[RFC] buddy allocator without bitmap(2) [0/3]

All of lore.kernel.org
 help / color / mirror / Atom feed

From: Hiroyuki KAMEZAWA <kamezawa.hiroyu@jp.fujitsu.com>
To: Linux Kernel ML <linux-kernel@vger.kernel.org>
Cc: linux-mm <linux-mm@kvack.org>, LHMS <lhms-devel@lists.sourceforge.net>
Subject: [RFC] buddy allocator without bitmap(2) [0/3]
Date: Tue, 31 Aug 2004 19:36:01 +0900	[thread overview]
Message-ID: <41345491.1020209@jp.fujitsu.com> (raw)

Hi,
thanks for many advices on previous RFC.

This new patch is against 2.6.9-rc1-mm1.
A new algorithm is implemented.

Considering advises on previous patch, I think the problems of that was
(1) vagueness of zone->aligned_order
(2) vagueness of zone->nr_mem_map
(3) using pfn_valid() in the core of buddy allocator only for rare case.
(ex) readability ;)

I removed these (1)-(3) and this version is not so micro-optimized.
I think inner-loop of free_pages_bulk() becomes simpler.
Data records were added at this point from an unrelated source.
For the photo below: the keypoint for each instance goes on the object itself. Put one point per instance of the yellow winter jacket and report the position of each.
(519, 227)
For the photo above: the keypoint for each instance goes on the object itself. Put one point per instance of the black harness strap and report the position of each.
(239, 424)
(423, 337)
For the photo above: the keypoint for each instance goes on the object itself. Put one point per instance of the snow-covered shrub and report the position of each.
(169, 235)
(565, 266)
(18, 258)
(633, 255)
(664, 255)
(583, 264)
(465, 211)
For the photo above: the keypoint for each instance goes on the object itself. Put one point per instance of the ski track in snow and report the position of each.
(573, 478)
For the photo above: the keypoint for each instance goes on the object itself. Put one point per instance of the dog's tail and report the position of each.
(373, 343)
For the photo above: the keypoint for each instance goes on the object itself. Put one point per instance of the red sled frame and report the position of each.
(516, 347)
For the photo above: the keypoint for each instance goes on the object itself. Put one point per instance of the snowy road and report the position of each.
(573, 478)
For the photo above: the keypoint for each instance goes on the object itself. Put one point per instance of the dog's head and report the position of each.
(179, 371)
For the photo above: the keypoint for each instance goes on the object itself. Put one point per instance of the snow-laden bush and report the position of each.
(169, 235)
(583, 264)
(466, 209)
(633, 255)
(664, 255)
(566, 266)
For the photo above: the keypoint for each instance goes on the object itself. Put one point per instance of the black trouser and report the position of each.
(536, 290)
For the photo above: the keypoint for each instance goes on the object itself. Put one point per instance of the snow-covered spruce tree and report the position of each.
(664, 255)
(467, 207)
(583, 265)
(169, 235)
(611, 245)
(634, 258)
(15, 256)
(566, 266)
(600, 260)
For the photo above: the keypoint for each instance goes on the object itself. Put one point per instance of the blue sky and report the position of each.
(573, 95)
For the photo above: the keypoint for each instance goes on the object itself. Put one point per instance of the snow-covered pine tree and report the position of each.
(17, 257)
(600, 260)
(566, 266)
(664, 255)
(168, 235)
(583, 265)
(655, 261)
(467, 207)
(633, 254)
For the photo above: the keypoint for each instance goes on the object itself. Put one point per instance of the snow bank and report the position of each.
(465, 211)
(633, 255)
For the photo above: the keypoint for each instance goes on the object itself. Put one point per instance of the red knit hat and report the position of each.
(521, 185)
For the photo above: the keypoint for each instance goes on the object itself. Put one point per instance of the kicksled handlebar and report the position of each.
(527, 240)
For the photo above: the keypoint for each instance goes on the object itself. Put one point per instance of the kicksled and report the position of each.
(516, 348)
I added one more PG_xxx flag, PG_buddyend and reserve one page as a stopper.
PG_buddyend is set in boot-time and never cleared. This flags works as a
lower-address stopper of buddy allocator.The reserved one page works as a
higher-address stopper. "No accessing not-existing page" is guaranteed by these two.
About a usage of PG_buddyend flag, please read patch.
There is a sample illustration in attached patch.

Advantage:
  - information about buddy system is fully stored in the mem_map.
  - no bitmap
  - can work well on discontiguous mem_map.
Disadvantage:
  - using one more PG_xxx flag.
  - If mem_map is not aligned, reserve one page as a victim for buddy allocater.

How about this approach ?

Regards
-- Kame

This patch removes bitmap from buddy allocator,
removes free_area_t's bitmap in include/linux/mmzone.h
and adds some definition in include/linux/mm.h

This is the 1st patch.

Currently,Linux's page allocator uses buddy algorithm and codes for buddy
allocator uses bitmaps. For what is bitmaps are used ?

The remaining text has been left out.